The news of Osama bin Laden’s death will dominate the headlines for a little while longer, yet what interested me most about yesterday’s breaking story was a short clip shown on BBC which featured Americans at a baseball game (I think!) getting the news of Osama’s death on their phones hours before President Obama made his official announcement. Sitting in front of the TV drinking my morning coffee, I was also in the middle of finalising an essay about whether news can survive new media, so this BBC clip really caught my attention.
I’m of the firm belief that news and media institutions aren’t ‘done for’. News organisations need to continue to adapt to a changing society, which they have done – from the printing press, to the radio, to television, to the Internet, to satellite channels and now to web-based news feeds, social media sites and alternative (non-mainstream) news platforms which are all now accessible through a continually-advancing array of mobile media devices.

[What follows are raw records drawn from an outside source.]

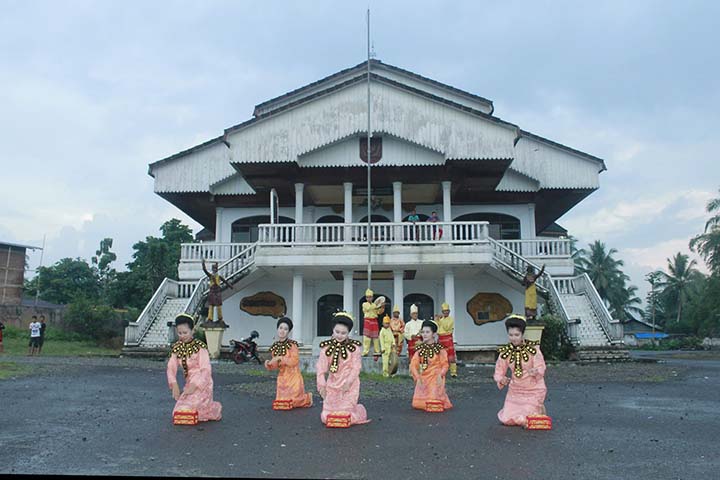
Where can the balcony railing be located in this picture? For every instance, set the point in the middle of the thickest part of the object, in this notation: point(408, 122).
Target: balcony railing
point(387, 233)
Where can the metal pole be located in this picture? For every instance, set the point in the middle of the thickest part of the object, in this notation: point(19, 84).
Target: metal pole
point(37, 290)
point(369, 232)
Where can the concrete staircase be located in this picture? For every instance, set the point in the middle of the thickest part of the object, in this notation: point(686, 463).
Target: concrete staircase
point(157, 335)
point(590, 333)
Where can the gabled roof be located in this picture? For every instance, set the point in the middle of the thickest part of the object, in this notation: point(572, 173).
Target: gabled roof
point(18, 245)
point(361, 70)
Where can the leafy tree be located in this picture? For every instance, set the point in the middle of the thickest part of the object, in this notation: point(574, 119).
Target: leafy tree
point(65, 281)
point(707, 244)
point(677, 284)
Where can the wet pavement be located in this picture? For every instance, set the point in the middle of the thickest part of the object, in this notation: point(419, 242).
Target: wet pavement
point(109, 416)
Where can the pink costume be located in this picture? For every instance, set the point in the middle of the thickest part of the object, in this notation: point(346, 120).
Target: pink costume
point(343, 361)
point(198, 373)
point(428, 367)
point(526, 392)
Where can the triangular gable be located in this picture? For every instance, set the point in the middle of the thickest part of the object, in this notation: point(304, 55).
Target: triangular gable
point(396, 152)
point(514, 181)
point(234, 185)
point(402, 113)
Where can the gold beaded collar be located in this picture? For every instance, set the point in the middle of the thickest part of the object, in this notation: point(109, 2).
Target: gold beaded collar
point(427, 352)
point(184, 350)
point(518, 354)
point(337, 349)
point(279, 349)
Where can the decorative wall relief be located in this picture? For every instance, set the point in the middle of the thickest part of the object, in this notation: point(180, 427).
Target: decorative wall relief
point(264, 303)
point(488, 307)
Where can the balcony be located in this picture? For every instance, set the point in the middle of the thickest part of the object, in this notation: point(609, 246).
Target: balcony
point(338, 244)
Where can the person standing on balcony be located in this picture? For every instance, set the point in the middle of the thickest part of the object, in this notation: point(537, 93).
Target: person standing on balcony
point(526, 385)
point(531, 291)
point(192, 356)
point(215, 294)
point(290, 391)
point(371, 329)
point(436, 231)
point(414, 218)
point(397, 325)
point(446, 326)
point(428, 367)
point(412, 330)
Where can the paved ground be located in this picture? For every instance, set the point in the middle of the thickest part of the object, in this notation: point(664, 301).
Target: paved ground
point(112, 417)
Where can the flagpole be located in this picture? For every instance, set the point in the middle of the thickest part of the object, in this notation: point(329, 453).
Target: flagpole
point(369, 133)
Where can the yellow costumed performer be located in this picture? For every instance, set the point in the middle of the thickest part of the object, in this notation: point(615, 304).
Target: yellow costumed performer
point(371, 310)
point(446, 326)
point(387, 344)
point(397, 325)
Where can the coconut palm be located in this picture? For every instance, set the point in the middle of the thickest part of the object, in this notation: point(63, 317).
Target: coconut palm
point(677, 284)
point(601, 267)
point(708, 243)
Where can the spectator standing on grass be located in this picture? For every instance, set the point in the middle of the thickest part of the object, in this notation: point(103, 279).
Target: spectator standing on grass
point(43, 326)
point(34, 344)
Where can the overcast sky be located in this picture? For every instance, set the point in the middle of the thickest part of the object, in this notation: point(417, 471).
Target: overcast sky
point(91, 92)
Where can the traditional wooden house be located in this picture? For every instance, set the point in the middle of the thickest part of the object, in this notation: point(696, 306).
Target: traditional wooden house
point(495, 187)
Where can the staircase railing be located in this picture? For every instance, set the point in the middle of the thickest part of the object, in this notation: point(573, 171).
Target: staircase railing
point(136, 330)
point(230, 270)
point(517, 265)
point(583, 284)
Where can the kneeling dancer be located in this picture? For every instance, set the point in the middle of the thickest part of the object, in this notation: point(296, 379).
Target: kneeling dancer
point(428, 367)
point(192, 355)
point(341, 359)
point(526, 385)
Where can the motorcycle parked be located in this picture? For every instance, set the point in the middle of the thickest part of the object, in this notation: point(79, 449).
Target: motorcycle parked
point(245, 349)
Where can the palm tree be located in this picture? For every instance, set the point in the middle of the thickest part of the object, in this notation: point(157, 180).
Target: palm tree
point(677, 284)
point(708, 243)
point(601, 267)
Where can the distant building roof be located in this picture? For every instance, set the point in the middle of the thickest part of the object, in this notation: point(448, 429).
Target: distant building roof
point(30, 302)
point(19, 245)
point(650, 335)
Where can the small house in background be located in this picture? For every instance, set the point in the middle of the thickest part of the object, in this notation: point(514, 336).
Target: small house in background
point(14, 308)
point(638, 332)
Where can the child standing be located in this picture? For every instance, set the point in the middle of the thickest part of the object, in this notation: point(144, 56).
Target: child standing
point(387, 345)
point(526, 385)
point(341, 360)
point(428, 367)
point(286, 360)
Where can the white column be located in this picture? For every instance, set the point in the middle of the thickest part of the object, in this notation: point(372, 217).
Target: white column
point(398, 291)
point(397, 201)
point(218, 224)
point(299, 187)
point(447, 207)
point(450, 291)
point(348, 300)
point(348, 209)
point(298, 305)
point(348, 201)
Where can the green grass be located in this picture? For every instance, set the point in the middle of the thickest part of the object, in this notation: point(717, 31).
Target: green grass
point(11, 369)
point(63, 348)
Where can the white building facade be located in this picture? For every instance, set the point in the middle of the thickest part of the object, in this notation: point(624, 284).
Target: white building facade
point(496, 189)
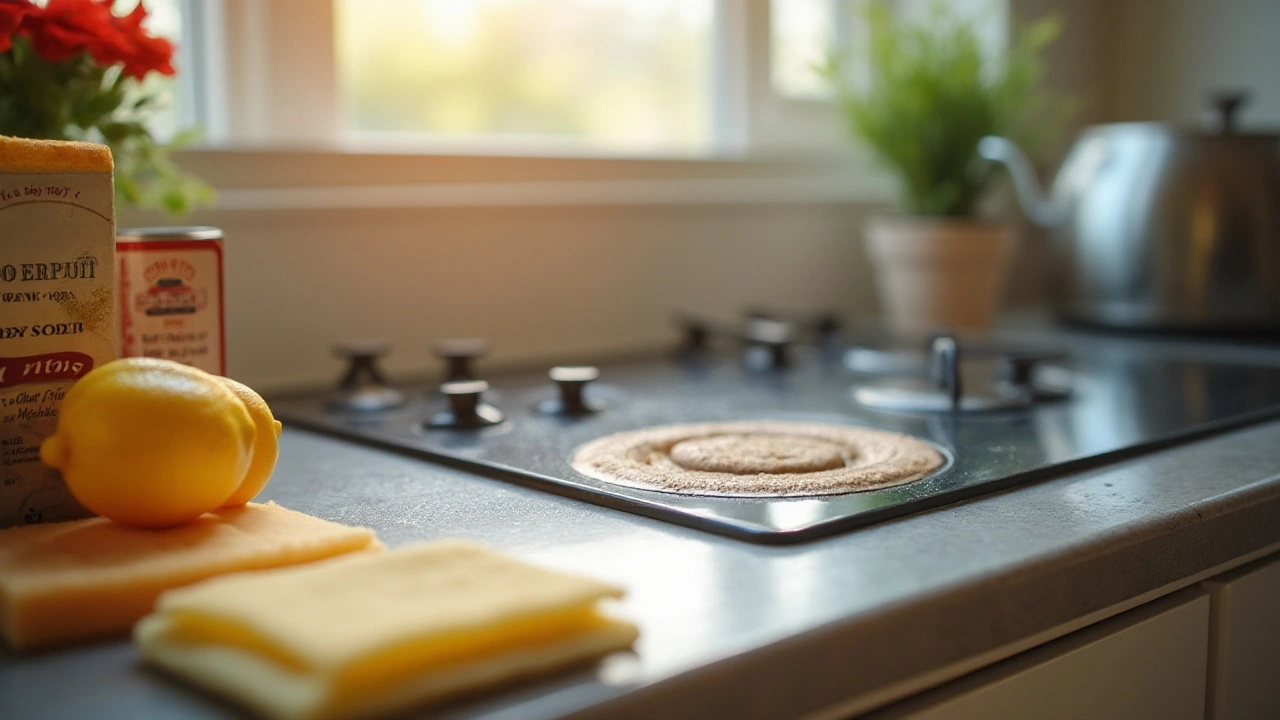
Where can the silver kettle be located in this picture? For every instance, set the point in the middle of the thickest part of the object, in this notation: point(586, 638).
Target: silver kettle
point(1159, 227)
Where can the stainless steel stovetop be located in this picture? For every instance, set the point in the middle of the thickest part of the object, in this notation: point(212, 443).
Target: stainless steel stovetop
point(1023, 413)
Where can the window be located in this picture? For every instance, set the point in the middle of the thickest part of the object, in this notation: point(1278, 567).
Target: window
point(612, 74)
point(531, 77)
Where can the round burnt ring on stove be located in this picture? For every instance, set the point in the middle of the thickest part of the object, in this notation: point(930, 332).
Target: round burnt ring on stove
point(758, 459)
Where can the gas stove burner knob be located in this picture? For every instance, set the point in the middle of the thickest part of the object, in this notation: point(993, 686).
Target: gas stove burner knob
point(362, 387)
point(1022, 372)
point(571, 381)
point(826, 327)
point(769, 343)
point(467, 410)
point(460, 355)
point(694, 335)
point(945, 368)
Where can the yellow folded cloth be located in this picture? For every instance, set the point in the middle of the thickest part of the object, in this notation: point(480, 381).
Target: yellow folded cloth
point(364, 636)
point(64, 582)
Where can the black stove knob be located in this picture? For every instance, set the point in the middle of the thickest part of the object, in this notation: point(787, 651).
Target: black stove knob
point(467, 410)
point(1022, 369)
point(694, 336)
point(362, 387)
point(460, 355)
point(826, 328)
point(768, 343)
point(571, 381)
point(945, 368)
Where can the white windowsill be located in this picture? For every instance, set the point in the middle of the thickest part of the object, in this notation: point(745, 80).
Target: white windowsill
point(251, 180)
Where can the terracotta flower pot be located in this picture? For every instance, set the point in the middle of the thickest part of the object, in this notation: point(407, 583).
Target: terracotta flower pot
point(938, 273)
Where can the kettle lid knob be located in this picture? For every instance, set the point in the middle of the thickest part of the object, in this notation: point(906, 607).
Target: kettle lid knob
point(1226, 105)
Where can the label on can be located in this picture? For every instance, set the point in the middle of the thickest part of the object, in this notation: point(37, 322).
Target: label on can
point(172, 301)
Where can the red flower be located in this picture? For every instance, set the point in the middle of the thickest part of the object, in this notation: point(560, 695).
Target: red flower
point(142, 53)
point(10, 17)
point(65, 28)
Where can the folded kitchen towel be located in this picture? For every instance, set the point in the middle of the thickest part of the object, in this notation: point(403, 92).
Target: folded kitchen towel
point(364, 636)
point(65, 582)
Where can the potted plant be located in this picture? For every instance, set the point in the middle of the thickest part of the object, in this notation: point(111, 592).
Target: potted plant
point(73, 69)
point(922, 92)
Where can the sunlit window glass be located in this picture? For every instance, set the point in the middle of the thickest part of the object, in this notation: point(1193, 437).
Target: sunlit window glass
point(630, 76)
point(801, 35)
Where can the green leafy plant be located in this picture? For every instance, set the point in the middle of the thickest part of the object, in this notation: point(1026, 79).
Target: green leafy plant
point(71, 69)
point(928, 92)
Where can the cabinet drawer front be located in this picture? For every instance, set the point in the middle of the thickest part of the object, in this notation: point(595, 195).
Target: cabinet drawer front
point(1244, 652)
point(1150, 662)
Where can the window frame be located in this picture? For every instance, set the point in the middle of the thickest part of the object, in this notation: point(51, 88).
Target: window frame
point(265, 67)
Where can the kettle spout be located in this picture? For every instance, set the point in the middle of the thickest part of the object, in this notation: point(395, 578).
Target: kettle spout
point(1043, 212)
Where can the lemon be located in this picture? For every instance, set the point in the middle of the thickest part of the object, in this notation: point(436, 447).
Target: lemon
point(266, 450)
point(151, 443)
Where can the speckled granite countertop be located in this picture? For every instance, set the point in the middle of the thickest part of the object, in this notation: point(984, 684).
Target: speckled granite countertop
point(732, 629)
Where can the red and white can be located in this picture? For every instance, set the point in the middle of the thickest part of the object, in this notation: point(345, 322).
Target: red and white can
point(170, 294)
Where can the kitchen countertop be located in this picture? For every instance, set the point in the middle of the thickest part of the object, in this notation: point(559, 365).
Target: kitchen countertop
point(826, 628)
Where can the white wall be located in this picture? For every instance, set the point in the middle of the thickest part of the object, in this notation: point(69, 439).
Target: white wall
point(545, 285)
point(1169, 54)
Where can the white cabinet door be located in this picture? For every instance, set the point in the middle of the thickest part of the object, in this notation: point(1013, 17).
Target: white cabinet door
point(1148, 662)
point(1244, 643)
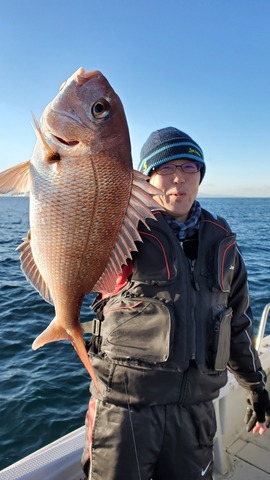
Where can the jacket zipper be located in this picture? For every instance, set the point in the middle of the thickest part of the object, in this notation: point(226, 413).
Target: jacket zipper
point(193, 307)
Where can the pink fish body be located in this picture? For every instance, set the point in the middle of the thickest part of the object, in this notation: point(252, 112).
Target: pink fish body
point(85, 202)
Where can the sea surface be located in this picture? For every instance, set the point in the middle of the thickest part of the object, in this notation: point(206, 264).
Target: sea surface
point(44, 394)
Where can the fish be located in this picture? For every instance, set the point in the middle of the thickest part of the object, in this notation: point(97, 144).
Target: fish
point(86, 201)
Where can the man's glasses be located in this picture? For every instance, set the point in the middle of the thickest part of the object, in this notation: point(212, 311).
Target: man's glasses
point(169, 168)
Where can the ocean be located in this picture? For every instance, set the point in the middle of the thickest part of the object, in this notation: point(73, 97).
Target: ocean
point(44, 394)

So this morning when I logged into WordPress, I found this post “The 7 stages of News in a Twitter and Facebook Era” which seemed particularly relevant to what I was writing about yesterday and provided an interesting commentary on how news develops through alternative platforms i.e. not your established news sources. The article, which features on Gigaom (by Stacey Higginbotham) also provided a concluding thought that I’m totally in agreeeance with:
As journalists, we often get scoops or hear of news and have to make a similar set of judgments before reporting it, but on Twitter, what often starts out as gossip now has the weight of news. As recipients, we have no way to judge at first glance though if it’s real or wishful thinking. Perhaps it’s time we gave ourselves a better set of tools?